音声ブラウザご使用の方向け: SKIP NAVI GOTO NAVI

LESSONS FROM APPLYING CONVERSATION MODELLING TO AUGMENTATIVE AND ALTERNATIVE COMMUNICATION

Norman Alm
Applied Computer Studies Division
University of Dundee
Dundee, Scotland, UK DD1 4HN
Voice : +44 1382 345596
Fax : +44 1382 345509
Website: http://alpha.mic.dundee.ac.uk

Alan F. Newell
Applied Computer Studies Division
University of Dundee
Dundee, Scotland, UK DD1 4HN
Voice : +44 1382 344145
Fax : +44 1382 345509
Website: http://alpha.mic.dundee.ac.uk

John L. Arnott
Applied Computer Studies Division
University of Dundee
Dundee, Scotland, UK DD1 4HN
Voice : +44 1382 344148
Fax : +44 1382 345509
Website: http://alpha.mic.dundee.ac.uk

Web Posted on: November 22, 1997


Introduction

One approach which has been taken to increase the speaking rate and communicational impact of augmentative and alternative communication for non-speaking people is to use conversational modelling to direct predictive systems. Research prototypes have been developed to experiment with such an approach, and these have given us a number of findings about this approach to augmentative communication, not all of them obvious ones.


Incorporating pre-stored texts in aided conversations

One such system was developed to test whether, if prestored texts were readily available, their inclusion in computer-aided conversation would prove of benefit to the quantity and quality of conversational output by the system user. The user interface allowed for speaking a quick comment, a small paragraph, or a sequence of paragraphs making up a coherent narrative. The layout encouraged the user to be flexible in mixing and matching among these possibilities.

Trials of this prototype were conducted using a single-case experimental design. The intention was to assess the effectiveness of the prototype system, in terms of its ability to help the user take a fuller part in a dialog, and to have more control over the direction of the conversation. Analysis of the transcripts showed that, when the prototype was added to the user's communication modes, the user was able to increase significantly the total number of words employed in each conversation (by a factor of three). The output of the other speakers was unaffected, if anything being slightly higher, which indicates that the AAC user having the ability to introduce text did not create more passive behaviour on the part of the other speaker. Conversational control by the AAC user was also significantly increased, as measured by his increased use of initiating remarks and decrease in responding remarks. Again, the natural speakers retained their level of initiators even when the AAC user's was increased, indicating a dialog which was in general more lively. Before the trials it was considered a possibility that a system which allowed the user to introduce texts as lengthy as they liked into a conversation might make the interaction too one-way, and for the other participant, too much like listening to a lecture. This proved not to be the case in the trials of this prototype. [1]
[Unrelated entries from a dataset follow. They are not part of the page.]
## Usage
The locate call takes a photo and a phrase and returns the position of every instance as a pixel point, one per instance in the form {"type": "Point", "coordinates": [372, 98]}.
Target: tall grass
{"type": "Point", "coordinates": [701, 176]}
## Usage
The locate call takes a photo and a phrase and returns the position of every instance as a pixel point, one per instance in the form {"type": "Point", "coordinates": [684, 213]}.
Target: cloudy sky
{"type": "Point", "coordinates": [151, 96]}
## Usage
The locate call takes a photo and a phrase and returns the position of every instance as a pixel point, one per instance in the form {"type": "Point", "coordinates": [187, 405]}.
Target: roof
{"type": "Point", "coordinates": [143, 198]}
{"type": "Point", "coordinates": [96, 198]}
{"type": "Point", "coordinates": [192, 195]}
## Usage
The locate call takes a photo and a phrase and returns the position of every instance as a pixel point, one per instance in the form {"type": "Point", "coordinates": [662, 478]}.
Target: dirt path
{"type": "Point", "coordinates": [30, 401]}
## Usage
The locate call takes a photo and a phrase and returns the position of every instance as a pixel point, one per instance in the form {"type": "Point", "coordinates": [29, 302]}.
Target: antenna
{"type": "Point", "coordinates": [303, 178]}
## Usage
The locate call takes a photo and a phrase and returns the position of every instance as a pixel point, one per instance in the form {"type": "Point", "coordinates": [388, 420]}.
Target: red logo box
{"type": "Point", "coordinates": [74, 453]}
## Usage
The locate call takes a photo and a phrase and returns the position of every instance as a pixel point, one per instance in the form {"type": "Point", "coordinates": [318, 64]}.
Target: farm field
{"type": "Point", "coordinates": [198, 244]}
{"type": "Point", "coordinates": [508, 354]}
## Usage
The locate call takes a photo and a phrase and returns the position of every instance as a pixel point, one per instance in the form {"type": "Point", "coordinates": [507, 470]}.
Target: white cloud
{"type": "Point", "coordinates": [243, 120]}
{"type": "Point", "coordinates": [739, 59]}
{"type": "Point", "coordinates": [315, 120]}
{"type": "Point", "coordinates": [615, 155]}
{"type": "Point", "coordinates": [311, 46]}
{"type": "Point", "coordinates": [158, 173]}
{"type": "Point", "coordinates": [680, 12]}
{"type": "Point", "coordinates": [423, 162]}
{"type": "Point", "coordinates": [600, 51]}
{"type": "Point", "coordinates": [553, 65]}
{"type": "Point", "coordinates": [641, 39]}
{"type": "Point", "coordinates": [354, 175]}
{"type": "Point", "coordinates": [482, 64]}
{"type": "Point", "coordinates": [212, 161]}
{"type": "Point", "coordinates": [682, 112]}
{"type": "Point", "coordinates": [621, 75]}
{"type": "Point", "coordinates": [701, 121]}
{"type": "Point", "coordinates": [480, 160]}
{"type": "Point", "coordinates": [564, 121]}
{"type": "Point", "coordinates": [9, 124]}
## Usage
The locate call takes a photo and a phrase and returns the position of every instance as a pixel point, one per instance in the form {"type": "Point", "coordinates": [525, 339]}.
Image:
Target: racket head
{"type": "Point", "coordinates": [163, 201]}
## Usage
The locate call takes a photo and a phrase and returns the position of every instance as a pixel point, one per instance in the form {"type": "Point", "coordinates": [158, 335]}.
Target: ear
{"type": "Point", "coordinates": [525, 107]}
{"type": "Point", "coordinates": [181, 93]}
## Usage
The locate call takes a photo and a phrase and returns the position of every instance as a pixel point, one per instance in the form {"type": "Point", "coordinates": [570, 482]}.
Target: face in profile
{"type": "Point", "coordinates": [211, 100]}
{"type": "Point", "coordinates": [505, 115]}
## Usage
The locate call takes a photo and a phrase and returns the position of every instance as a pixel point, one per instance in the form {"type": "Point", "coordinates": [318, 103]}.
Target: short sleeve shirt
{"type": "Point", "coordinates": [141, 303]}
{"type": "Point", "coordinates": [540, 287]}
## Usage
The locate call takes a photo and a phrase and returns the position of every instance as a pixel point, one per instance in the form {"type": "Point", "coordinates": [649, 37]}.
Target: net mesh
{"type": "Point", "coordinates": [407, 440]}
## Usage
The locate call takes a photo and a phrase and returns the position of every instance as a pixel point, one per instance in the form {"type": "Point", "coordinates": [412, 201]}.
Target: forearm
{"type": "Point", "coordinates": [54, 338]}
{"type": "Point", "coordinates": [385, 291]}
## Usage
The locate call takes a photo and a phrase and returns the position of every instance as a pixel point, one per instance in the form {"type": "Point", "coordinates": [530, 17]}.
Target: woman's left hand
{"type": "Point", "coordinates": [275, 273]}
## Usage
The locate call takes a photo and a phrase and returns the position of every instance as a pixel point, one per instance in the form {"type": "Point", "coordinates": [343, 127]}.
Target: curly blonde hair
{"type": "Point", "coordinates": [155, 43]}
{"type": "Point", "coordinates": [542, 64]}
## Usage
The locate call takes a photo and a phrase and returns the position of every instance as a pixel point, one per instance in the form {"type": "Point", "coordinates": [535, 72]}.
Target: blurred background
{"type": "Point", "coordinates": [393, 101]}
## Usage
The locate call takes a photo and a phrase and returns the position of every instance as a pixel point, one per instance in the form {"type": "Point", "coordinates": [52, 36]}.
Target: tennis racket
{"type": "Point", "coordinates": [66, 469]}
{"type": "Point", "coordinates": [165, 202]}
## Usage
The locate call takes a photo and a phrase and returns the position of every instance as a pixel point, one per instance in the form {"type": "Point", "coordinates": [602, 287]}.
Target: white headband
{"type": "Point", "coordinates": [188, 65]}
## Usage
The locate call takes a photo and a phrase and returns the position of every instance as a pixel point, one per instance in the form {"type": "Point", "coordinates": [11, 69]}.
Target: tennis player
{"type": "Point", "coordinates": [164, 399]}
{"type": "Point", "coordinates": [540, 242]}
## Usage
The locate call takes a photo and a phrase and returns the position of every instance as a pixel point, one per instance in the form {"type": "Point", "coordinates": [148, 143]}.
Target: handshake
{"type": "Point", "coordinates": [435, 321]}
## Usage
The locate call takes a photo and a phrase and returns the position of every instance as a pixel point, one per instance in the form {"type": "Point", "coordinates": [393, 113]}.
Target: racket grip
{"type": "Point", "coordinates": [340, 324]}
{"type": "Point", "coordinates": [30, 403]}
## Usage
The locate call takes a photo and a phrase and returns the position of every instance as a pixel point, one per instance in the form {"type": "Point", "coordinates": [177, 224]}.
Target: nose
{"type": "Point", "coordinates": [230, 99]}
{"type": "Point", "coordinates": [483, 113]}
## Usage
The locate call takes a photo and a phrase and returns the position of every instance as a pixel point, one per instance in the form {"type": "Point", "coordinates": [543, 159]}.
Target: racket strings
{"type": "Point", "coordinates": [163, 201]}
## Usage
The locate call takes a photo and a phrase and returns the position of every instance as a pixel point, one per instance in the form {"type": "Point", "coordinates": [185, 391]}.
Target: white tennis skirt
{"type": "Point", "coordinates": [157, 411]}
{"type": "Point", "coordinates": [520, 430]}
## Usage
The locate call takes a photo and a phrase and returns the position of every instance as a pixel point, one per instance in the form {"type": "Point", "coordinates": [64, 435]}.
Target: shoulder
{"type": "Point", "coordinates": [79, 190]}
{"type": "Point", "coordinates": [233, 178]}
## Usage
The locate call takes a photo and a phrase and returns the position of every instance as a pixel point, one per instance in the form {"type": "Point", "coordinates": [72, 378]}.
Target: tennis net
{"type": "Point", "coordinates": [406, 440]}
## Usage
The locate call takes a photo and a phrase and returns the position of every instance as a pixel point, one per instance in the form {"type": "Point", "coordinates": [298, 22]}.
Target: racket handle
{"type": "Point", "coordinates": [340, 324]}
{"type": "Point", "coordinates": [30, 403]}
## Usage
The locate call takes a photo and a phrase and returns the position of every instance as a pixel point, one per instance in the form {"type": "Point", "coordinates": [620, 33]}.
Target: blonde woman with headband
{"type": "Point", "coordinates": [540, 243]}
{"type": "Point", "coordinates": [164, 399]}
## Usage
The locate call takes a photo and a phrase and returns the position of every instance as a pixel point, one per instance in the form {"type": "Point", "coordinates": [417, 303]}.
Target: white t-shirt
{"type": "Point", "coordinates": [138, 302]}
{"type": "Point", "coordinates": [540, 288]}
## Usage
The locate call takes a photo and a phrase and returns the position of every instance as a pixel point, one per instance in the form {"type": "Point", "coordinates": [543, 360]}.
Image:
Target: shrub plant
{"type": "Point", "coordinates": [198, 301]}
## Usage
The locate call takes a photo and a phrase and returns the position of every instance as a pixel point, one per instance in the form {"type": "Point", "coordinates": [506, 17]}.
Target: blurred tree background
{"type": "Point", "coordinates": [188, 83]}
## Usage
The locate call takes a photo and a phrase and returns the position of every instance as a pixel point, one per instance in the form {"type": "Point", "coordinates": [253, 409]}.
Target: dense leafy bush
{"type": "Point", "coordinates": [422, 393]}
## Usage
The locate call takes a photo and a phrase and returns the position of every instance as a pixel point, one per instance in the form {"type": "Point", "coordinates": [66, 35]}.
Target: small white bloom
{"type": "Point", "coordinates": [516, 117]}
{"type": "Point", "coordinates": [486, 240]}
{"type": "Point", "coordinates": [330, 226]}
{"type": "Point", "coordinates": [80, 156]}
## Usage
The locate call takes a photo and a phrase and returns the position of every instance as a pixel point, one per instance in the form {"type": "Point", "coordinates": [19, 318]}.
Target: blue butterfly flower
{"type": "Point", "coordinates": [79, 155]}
With another similar prototype, tests were performed on the content of the conversations produced, compared with conversations between two unaided speakers. The unaided conversations were between pairs of volunteers who were asked to converse together on the same topic as was used in the prototype tests. Transcripts of randomly sampled sections of the conversations and audio recordings of re-enactments of the samples with pauses removed were rated for social competence on a six-item scale by 24 judges. The content of the computer-aided conversations was rated significantly higher than that of the unaided samples. [2]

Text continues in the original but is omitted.